Mein Schreiben. Täglich.

Teilen Sie mit mir unbeschwerte und schwere Gedanken in Prosa oder Lyrik und versuchen Sie, Grau in Blau zu verwandeln - unter welchem Himmel auch immer.


Bauarbeitermittagspause

∞  20 November 2014, 15:32

Kurzeinkauf über Mittag beim nahen Denner. Vor mir haben an der Kasse die Bauarbeiter der nahen Baustelle ihre Packen Brote und Fertigprodukte in der Hand. Und dann gehen sie vor mir her, die Köpfe in die Krägen der Fleece-Jacken gezogen, zu den Autos am Strassenrand, und einer nach dem andern verschwindet in den Fahrerständen und schlägt die Türen zu. Man bläst sich in die Handflächen und klamme Hände werden nun die Esswaren auspacken und auf den Ablageflächen unter der Frontscheibe auslegen. So sieht Mittagspause tausendfach für Handwerker und vor allem Bauarbeiter aus.

Ich stelle mir vor, wie sich meine Knochen anfühlen würden, wenn ich die letzten dreissig Jahre nicht nur bei Wind und Wetter draussen hätte körperlich arbeiten müssen… Und diese Art Mittagspause, mit der man sich ja auch nicht den bescheidenen Lohn vom Brot essen will, macht den Job auch nicht gerade attraktiver.

Darum: Ein Kompliment den älteren Männern unter den orangen oder gelben Schutzhelmen – sie leisten sehr viel und müssen eine grobe Härte gegen sich selbst mitbringen.

Aschgrau ist das mit uns

∞  11 November 2014, 22:00

In Bremen soll der Friedhofszwang aufgehoben werden. Das würde bedeuten, dass man die Asche seiner liebsten Verstorbenen auch im eigenen Garten verstreuen kann. Zum Beispiel. Die taz fragt mit vollen Ernst: Ist das menschenunwürdig?
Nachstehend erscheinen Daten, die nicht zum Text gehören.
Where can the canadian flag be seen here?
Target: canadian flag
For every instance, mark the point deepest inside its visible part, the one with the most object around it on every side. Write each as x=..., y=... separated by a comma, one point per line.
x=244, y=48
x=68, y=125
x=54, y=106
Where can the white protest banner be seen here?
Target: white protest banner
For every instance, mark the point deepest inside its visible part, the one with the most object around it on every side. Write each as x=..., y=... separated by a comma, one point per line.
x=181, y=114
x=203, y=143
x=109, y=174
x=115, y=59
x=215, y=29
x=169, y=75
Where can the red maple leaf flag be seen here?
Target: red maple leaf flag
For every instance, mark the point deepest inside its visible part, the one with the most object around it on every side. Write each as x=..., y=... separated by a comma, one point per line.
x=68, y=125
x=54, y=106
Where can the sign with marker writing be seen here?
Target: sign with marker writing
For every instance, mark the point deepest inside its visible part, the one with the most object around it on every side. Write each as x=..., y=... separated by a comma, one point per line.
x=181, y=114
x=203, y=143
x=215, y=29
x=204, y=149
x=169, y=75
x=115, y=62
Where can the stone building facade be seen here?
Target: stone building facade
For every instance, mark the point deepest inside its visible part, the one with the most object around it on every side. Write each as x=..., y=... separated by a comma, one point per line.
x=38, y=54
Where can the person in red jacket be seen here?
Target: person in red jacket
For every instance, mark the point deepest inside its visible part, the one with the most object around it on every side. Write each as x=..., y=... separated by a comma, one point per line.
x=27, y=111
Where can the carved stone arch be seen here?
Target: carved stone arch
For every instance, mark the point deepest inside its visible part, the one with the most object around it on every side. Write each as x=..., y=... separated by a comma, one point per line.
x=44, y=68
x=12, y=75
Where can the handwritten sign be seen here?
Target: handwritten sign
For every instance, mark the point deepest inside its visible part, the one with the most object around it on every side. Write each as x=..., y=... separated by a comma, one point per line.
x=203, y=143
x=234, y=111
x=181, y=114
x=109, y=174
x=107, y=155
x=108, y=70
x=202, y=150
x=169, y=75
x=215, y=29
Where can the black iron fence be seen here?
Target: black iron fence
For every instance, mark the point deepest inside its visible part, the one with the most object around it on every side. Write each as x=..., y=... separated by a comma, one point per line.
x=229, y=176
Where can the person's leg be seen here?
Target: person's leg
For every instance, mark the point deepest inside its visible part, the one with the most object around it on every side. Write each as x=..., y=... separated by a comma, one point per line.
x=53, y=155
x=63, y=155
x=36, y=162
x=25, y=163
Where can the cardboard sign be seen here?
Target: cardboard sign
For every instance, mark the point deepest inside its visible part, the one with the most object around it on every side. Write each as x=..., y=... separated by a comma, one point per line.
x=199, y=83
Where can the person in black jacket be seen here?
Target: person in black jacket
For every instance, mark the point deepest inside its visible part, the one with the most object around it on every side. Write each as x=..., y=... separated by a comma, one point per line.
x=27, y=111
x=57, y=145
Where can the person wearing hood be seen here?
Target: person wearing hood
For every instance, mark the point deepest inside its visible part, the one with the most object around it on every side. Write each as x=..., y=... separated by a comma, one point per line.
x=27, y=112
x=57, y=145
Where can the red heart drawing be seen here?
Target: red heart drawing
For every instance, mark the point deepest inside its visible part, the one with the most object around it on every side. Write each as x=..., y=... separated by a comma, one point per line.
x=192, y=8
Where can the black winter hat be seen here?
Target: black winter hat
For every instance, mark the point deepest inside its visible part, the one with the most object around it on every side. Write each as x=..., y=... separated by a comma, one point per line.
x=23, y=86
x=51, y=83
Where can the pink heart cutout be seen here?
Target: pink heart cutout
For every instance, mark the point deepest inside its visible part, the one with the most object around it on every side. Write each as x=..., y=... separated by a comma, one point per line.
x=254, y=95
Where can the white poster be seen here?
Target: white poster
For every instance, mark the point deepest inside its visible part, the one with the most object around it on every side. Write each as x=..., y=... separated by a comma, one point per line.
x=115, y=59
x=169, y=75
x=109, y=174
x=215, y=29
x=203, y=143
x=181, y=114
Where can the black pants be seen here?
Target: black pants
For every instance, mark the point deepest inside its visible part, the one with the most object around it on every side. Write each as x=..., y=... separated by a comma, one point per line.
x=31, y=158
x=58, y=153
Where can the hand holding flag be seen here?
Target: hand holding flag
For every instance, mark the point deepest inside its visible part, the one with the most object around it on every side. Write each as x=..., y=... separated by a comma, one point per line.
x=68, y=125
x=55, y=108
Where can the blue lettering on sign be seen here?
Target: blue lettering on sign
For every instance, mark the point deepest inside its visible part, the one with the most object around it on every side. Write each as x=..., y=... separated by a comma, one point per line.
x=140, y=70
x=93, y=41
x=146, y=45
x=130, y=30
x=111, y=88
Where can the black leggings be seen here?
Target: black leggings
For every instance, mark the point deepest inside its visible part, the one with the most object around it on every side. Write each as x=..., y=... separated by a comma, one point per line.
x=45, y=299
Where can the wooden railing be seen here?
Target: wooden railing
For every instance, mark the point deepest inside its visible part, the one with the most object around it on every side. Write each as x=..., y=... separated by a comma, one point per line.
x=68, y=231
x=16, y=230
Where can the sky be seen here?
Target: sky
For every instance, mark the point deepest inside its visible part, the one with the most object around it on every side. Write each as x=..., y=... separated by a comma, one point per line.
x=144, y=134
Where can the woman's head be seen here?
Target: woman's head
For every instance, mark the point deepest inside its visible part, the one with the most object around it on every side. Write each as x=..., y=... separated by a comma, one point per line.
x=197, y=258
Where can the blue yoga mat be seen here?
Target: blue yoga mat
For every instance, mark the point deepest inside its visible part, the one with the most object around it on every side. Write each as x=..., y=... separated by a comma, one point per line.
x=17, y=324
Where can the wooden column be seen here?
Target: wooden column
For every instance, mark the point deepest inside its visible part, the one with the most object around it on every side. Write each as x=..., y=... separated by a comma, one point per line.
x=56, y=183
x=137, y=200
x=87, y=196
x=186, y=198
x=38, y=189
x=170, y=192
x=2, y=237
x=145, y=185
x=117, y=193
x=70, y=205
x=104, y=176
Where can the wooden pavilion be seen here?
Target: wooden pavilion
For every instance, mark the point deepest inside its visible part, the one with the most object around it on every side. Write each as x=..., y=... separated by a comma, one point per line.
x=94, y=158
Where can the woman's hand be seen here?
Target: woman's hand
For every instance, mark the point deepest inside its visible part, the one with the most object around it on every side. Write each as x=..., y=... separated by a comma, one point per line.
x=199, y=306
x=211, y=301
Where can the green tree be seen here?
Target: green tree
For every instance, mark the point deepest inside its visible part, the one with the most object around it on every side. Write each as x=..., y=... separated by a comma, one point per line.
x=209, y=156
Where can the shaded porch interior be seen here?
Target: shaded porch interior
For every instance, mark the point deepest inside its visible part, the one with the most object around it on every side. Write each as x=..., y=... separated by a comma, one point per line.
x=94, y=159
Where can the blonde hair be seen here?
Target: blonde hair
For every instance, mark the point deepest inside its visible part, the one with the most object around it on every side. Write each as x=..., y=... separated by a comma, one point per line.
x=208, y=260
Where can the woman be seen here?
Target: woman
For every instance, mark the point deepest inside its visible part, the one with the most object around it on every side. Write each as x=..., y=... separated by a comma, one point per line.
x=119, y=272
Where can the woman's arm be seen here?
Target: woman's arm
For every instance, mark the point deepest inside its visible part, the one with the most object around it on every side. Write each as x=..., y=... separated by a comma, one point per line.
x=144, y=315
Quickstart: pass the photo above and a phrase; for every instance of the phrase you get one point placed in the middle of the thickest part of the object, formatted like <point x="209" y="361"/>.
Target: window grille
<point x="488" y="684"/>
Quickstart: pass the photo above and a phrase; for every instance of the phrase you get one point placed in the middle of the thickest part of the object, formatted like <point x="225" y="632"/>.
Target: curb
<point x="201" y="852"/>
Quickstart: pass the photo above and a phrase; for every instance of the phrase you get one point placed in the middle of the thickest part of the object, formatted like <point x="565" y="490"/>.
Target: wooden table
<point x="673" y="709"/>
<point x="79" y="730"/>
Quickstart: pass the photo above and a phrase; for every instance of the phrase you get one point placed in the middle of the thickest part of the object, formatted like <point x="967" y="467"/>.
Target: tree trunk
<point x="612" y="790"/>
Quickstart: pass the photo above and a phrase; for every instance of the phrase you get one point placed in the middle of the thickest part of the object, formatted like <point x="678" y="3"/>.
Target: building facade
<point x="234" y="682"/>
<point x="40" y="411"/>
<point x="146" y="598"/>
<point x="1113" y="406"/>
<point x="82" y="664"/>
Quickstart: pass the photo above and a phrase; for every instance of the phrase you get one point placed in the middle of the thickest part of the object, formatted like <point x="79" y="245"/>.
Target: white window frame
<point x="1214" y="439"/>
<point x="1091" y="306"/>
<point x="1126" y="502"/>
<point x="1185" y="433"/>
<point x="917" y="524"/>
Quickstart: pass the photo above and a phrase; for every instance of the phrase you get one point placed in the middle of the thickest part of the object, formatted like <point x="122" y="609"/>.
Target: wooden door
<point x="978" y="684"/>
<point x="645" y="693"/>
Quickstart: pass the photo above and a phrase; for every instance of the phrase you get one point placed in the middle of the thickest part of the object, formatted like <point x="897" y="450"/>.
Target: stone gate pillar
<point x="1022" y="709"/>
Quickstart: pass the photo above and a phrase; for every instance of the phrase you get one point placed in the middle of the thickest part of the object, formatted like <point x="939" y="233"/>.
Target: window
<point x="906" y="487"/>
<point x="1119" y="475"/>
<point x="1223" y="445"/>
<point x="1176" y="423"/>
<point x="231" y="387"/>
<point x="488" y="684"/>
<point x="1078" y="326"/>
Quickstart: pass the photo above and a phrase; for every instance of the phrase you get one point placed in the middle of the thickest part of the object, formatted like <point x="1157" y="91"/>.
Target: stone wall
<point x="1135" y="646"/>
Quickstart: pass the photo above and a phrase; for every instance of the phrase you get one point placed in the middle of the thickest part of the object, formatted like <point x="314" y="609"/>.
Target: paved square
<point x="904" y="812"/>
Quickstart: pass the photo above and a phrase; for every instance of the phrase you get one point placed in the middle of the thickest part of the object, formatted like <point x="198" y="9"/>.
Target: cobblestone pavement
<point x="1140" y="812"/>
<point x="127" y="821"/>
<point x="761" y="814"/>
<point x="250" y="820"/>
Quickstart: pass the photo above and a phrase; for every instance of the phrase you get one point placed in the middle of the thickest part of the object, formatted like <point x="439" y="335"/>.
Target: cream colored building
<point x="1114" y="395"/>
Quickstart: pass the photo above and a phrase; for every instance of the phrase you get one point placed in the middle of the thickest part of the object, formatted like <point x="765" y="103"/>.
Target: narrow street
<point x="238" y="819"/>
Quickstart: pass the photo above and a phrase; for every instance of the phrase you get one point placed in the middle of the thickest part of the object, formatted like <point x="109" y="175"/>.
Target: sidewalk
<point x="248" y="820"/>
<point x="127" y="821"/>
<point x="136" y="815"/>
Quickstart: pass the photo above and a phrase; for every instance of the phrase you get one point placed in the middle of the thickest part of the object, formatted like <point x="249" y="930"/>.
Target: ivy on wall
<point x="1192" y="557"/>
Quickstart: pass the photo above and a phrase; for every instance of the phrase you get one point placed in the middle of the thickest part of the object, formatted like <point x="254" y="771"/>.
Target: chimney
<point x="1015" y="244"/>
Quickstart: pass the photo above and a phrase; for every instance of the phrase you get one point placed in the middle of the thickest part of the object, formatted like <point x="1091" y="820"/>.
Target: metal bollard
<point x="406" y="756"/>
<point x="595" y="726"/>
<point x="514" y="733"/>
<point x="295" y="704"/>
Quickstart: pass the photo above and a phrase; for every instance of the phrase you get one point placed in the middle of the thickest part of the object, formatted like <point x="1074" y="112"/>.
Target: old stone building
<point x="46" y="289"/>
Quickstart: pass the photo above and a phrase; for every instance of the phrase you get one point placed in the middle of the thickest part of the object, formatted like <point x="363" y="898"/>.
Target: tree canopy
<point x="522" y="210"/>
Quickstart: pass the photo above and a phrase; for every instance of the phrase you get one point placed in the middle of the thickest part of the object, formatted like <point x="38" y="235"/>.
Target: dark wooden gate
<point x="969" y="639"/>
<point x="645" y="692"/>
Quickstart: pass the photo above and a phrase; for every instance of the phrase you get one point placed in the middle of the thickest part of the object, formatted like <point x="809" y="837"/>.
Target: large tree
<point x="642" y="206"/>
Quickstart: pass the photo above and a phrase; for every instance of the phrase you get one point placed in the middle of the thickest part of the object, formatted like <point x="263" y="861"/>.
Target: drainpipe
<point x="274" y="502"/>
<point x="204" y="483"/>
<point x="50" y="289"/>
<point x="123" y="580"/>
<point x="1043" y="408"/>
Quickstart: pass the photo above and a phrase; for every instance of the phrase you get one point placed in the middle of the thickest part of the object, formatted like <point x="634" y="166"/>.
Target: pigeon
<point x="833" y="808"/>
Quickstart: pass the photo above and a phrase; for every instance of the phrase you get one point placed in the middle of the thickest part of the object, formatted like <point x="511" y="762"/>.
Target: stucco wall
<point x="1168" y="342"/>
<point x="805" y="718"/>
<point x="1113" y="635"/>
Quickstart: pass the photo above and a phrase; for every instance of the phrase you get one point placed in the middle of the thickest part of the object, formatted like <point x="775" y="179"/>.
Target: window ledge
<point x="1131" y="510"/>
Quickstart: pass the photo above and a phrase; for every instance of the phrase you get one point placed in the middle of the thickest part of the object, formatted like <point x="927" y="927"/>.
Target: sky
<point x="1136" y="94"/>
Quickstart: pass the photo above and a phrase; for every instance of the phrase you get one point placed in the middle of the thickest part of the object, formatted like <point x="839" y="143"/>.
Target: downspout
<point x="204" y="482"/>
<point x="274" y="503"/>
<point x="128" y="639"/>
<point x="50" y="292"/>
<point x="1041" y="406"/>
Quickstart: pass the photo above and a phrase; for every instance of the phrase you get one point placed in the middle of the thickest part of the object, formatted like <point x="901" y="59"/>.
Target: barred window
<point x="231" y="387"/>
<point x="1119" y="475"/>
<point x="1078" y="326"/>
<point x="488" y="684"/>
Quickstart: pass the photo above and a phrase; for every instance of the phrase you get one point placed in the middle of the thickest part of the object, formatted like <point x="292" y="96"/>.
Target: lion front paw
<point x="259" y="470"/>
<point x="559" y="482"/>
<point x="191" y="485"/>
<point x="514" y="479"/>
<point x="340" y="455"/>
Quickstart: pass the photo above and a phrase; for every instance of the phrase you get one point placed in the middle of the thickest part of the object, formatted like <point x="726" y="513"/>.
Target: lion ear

Wir sanktionieren Organspenden als so wünschenswert, dass wir die gar die Erklärungslast umzukehren bereit sind, dass also ausdrücklich deklarien soll, wer seine Organe als Hirn(un)toter nicht spenden will. Wir nehmen stillschweigend in Kauf, dass na Friedhofsgräber bei Erdbestattungen nach zwanzig Jahren aufgehoben werden und an gleicher Stelle ein anderer Leichnam verscharrt wird – aber wir fragen allen Ernstes, ob es human sei, die Asche eines Kremierten im eigenen Garten oder wo auch immer zu verstreuen?

Wir haben einfach ein Rad ab.

Der Sonnenkönig und der Maestro

∞  27 Oktober 2014, 20:29

Kein Lebenswerk währt ewig – schon gar nicht, wenn patronale Sentimentalitäten im Weg stehen…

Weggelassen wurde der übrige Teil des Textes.